水害当日の庭の様子。自宅の生け垣とお向かいの塀が、てっぺんだけ水面に出ている。

それで自分のメダカ生活は強制終了してしまったのかというと、そんなことはまったくなくて、新居に運んできた蓮鉢では現在も十匹以上の白メダカが元気に泳いでいる。新たに買ったわけではない。実は、9月の水害からそれほど経たないうちに、庭で泥まみれのまま放置していた蓮鉢の中で、たくさんの白い稚魚がまた泳ぎ始めていたのだ。鉢から出て行ってしまったメダカたちが睡蓮の葉に産み付けていた卵が孵化したのだろう。水浸しになった家の中で呆然としたままの家の主をよそに、泥水の汚さなどものともせず、稚魚たちはぐんぐん大きくなっていった。おそらく、生まれても親メダカにすぐ捕食されてしまっていただろう稚魚が、蓮鉢の主が突如消えてしまったことで無事に成長できたのである。親の不在のおかげで子が生き延びるなんてつくづく不思議な世界だけど、これがメダカのリアリティ。

今回の引っ越しの際には、引越業者に家財を運んでもらう10日ほど前に、このメダカ入りの蓮鉢を自分の車で新居に運んでおいた。
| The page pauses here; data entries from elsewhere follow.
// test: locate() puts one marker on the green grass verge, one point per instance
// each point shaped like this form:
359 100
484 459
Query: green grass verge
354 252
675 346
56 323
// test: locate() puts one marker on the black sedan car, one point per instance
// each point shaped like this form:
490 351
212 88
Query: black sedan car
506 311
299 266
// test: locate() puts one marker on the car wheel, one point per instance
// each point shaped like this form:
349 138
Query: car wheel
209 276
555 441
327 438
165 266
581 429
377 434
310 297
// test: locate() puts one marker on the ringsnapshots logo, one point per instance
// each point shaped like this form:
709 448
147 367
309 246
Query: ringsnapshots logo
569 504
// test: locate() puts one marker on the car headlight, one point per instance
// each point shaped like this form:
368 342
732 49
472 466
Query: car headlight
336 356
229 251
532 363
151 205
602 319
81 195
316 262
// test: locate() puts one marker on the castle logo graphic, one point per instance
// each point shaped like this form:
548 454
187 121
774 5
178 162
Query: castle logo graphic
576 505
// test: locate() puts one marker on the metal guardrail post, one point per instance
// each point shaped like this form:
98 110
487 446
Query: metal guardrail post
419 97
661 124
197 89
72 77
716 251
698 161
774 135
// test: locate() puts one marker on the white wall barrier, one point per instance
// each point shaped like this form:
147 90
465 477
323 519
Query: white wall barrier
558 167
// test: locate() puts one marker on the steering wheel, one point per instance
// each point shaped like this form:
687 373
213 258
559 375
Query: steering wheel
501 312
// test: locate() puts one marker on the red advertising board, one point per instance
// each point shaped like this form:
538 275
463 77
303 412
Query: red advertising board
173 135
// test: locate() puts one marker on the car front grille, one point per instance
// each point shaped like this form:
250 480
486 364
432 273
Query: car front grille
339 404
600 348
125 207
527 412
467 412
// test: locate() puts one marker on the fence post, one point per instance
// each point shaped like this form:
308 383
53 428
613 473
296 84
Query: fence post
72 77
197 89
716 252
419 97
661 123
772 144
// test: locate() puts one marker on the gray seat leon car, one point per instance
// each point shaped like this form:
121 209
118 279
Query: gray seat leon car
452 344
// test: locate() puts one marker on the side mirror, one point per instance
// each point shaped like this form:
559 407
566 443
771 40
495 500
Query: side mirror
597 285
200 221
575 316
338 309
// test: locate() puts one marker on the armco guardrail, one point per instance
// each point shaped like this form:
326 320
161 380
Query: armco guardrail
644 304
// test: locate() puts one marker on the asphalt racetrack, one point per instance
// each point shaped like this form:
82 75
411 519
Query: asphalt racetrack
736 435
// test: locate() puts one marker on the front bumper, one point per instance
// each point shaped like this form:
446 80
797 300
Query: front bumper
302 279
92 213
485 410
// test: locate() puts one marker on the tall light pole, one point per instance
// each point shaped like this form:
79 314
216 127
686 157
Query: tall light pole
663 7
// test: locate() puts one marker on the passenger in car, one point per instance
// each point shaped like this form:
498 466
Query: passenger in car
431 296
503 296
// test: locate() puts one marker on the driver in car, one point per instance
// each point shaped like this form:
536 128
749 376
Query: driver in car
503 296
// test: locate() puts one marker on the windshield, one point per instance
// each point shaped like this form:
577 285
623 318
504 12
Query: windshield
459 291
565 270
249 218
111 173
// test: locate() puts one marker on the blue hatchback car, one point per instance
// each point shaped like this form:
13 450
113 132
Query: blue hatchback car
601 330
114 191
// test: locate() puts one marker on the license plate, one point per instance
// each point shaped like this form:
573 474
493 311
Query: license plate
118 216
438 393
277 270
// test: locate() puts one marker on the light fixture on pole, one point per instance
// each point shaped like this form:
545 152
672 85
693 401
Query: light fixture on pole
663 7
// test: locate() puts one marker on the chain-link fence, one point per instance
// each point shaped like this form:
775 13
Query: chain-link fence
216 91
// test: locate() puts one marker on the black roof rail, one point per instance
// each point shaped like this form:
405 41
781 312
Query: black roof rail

生きた魚の入った鉢を業者のトラックで運んでもらうことはできず自力で移動する必要があり、引っ越し直前や当日に蓮鉢を車に積んで長距離移動する余裕はなかったので、こうせざるを得なかった。10日間もメダカたちを寒い新居に放置せねばならず、えさもあげられない。どうなるかちょっと心配だったけど、生命力旺盛なメダカのしぶとさを信じた。引っ越し当日、夜遅くに新居に着いてすぐメダカ鉢の様子を見たら、元気にぴんぴん泳いでいて本当に嬉しかった。今日も、春の強風で散り始めた桜の花びらの下で白いメダカたちは元気にやっている。